After a long wait, I finally managed to integrate the “Source Translation Disambiguation” experiment into DBnary extractor. Hence the sources of some translation are disambiguated each time a new dump is extracted.
What is this ?
In wiktionary, translations are sometimes included in a box which corresponds to a word sense. It allows for distinguishing between different translations. For instance, the French noun “bleu” may be translated in “blue” when it means a color, in “bruise” when it is used in the “small injury” acception and “rookie” when it designs a non experimented soldier.
In the original DBnary dataset, the Translation object is linked to the lexical entry and accompanied by a “gloss” that helps human disambiguate. Note that in all theses “bleu” examples, the lexical entry is the same.
The “Disambiguated Translation” dataset completes the core DBnary dataset by linking the translation object to their correct source word sens(es). In this case, “bruise” will be attached to the 12th word sense of entry “bleu” while rookie will be attached to the word sense 10a (these word sense numbering is correct at the time I write this post, but may evolve).
Why is it not in the core dataset ?
Well doing this “disambiguation” is not always very easy. The program may not always be correct in its disambiguation. We try to do our best, but the process is not error prone. Hence we add this data in an extension file. You may chose to use it or not.
Ok, but how does it work ?
Well the disambiguation process uses the “glosses” that are given in the original wiktionary page. There are 2 kinds of glosses :
- Some are in a numeric form : “10.a“, i.e. a sense number as given in wiktionary. In this case, we are able to attach to the designated sense number (hoping the wiktionary data is correct).
- Others are in a textual form : “Ecchymose“, i.e. a small explanation (gloss) that is to be understood as a shortcut for a definition (“12. (Par métonymie) Ecchymose, résultat d’un choc sur une région du corps humain, conduisant à l’apparition d’une couleur bleutée.” in our example). In this case we compute a distance between the glosses and all definitions then we attach the the closest one(s). This is where we are more likely to make some mistakes.
Ok, but how do I know if the data is correct for my language ?
Well, we are able to evaluate the process when we have specific glosses that are both numeric and textual (e.g. “10.a Ecchymose”). In this case, we first disambiguate with the textual gloss then with the numeric gloss. We compare both results and count how many time the textual disambiguation gets the same result as the numerical disambiguation. We keep the numerical result (that we consider as the correct result) in the dataset.
Using the following chart, you may see if your language has many glosses and of which kind. Note that we can not disambiguate translations that do not have glosses.

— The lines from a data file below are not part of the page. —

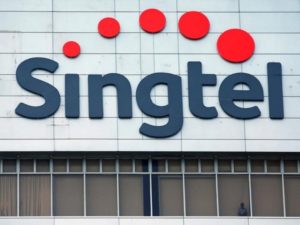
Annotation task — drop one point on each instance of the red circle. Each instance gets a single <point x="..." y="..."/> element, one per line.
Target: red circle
<point x="109" y="27"/>
<point x="152" y="20"/>
<point x="193" y="25"/>
<point x="71" y="49"/>
<point x="236" y="45"/>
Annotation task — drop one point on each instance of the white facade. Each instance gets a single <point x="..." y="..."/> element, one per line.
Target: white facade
<point x="39" y="28"/>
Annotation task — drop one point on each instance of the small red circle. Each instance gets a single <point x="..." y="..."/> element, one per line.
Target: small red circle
<point x="235" y="45"/>
<point x="109" y="27"/>
<point x="193" y="25"/>
<point x="152" y="20"/>
<point x="71" y="49"/>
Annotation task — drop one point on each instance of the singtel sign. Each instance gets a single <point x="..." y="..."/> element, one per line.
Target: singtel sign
<point x="228" y="95"/>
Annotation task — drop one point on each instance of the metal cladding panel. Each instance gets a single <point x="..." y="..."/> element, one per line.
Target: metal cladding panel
<point x="40" y="28"/>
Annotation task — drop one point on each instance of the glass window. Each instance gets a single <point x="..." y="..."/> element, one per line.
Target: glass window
<point x="290" y="166"/>
<point x="68" y="195"/>
<point x="159" y="165"/>
<point x="9" y="165"/>
<point x="266" y="195"/>
<point x="35" y="195"/>
<point x="26" y="165"/>
<point x="60" y="165"/>
<point x="240" y="166"/>
<point x="174" y="165"/>
<point x="273" y="166"/>
<point x="42" y="165"/>
<point x="292" y="195"/>
<point x="8" y="195"/>
<point x="257" y="166"/>
<point x="170" y="195"/>
<point x="207" y="166"/>
<point x="108" y="165"/>
<point x="131" y="195"/>
<point x="191" y="165"/>
<point x="141" y="165"/>
<point x="101" y="195"/>
<point x="75" y="165"/>
<point x="224" y="165"/>
<point x="125" y="165"/>
<point x="233" y="190"/>
<point x="200" y="195"/>
<point x="92" y="165"/>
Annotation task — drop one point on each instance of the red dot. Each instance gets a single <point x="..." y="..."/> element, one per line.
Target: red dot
<point x="235" y="45"/>
<point x="109" y="27"/>
<point x="71" y="49"/>
<point x="193" y="25"/>
<point x="152" y="20"/>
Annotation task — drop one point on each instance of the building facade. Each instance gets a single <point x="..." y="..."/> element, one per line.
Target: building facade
<point x="150" y="112"/>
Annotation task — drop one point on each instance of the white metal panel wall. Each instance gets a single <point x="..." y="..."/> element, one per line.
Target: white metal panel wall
<point x="31" y="28"/>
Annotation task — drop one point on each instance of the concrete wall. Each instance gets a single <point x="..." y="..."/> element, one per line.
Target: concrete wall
<point x="31" y="28"/>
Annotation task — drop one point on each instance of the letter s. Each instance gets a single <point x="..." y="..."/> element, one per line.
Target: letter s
<point x="36" y="86"/>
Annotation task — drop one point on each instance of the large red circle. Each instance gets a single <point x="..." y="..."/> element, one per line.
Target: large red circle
<point x="152" y="20"/>
<point x="71" y="49"/>
<point x="235" y="45"/>
<point x="109" y="27"/>
<point x="193" y="25"/>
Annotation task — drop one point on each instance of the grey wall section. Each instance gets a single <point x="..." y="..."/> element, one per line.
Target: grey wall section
<point x="40" y="28"/>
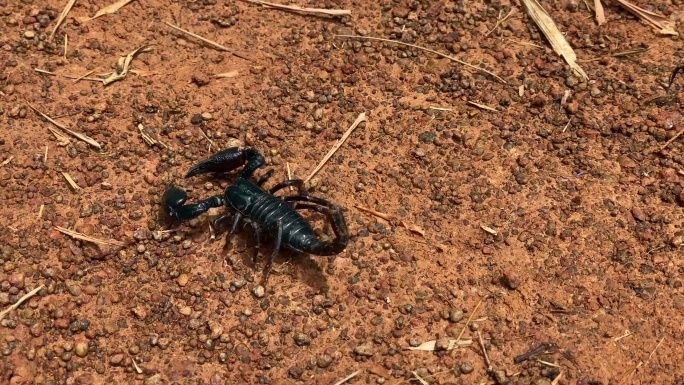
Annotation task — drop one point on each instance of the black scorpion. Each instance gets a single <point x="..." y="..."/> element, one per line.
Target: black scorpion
<point x="276" y="216"/>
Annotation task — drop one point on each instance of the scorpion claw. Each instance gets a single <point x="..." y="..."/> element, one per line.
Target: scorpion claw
<point x="174" y="197"/>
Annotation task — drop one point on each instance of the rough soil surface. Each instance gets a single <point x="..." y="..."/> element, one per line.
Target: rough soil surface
<point x="561" y="213"/>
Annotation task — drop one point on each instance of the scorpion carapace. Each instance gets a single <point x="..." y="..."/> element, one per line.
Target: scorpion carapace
<point x="270" y="216"/>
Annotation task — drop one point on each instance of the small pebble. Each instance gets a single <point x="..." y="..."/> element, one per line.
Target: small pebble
<point x="258" y="291"/>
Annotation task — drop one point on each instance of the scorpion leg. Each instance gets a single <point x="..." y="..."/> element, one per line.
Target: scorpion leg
<point x="219" y="223"/>
<point x="233" y="228"/>
<point x="264" y="178"/>
<point x="337" y="222"/>
<point x="175" y="197"/>
<point x="230" y="159"/>
<point x="276" y="249"/>
<point x="292" y="182"/>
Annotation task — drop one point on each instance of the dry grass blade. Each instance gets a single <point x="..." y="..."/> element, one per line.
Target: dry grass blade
<point x="42" y="71"/>
<point x="108" y="10"/>
<point x="430" y="345"/>
<point x="61" y="18"/>
<point x="86" y="238"/>
<point x="148" y="139"/>
<point x="20" y="301"/>
<point x="483" y="106"/>
<point x="677" y="135"/>
<point x="600" y="16"/>
<point x="426" y="50"/>
<point x="84" y="138"/>
<point x="349" y="377"/>
<point x="661" y="23"/>
<point x="555" y="37"/>
<point x="329" y="12"/>
<point x="488" y="229"/>
<point x="211" y="43"/>
<point x="71" y="181"/>
<point x="336" y="146"/>
<point x="123" y="65"/>
<point x="6" y="161"/>
<point x="62" y="140"/>
<point x="391" y="218"/>
<point x="226" y="75"/>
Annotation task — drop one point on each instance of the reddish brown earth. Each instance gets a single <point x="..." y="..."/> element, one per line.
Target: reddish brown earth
<point x="563" y="218"/>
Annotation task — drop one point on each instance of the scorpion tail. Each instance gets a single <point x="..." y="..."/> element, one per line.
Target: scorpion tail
<point x="227" y="160"/>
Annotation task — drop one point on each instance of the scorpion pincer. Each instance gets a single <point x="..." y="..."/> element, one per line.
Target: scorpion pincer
<point x="271" y="216"/>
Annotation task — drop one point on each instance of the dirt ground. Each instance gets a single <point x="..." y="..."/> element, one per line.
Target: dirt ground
<point x="550" y="226"/>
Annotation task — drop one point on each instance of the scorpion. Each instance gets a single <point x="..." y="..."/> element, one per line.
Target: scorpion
<point x="249" y="202"/>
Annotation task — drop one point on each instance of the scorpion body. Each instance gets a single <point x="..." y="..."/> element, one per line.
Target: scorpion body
<point x="276" y="216"/>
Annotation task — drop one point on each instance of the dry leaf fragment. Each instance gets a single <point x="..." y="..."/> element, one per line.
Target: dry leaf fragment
<point x="661" y="23"/>
<point x="555" y="37"/>
<point x="108" y="10"/>
<point x="430" y="345"/>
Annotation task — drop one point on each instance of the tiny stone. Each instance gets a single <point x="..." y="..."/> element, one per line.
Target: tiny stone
<point x="258" y="291"/>
<point x="302" y="339"/>
<point x="365" y="349"/>
<point x="81" y="349"/>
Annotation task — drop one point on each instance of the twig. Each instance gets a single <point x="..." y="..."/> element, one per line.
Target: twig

From this chart, you should see that languages uses different strategies. German wiktionary exclusively uses numerical glosses, Russian edition uses only textual glosses while French language edition uses textual or mixed glosses.
The confidence we have in our algorithm may only be computed for languages using a significant number of glosses with numerical and textual data, but as it is the same for all languages we do hope its performance is language independent.
This csv file gives a view on the confidence computed for each language. It gives the precision and recall of our method, compared to the precision and recall of a random choice among word senses. Values with a precision of 0.0 are usually due to missing evaluation data.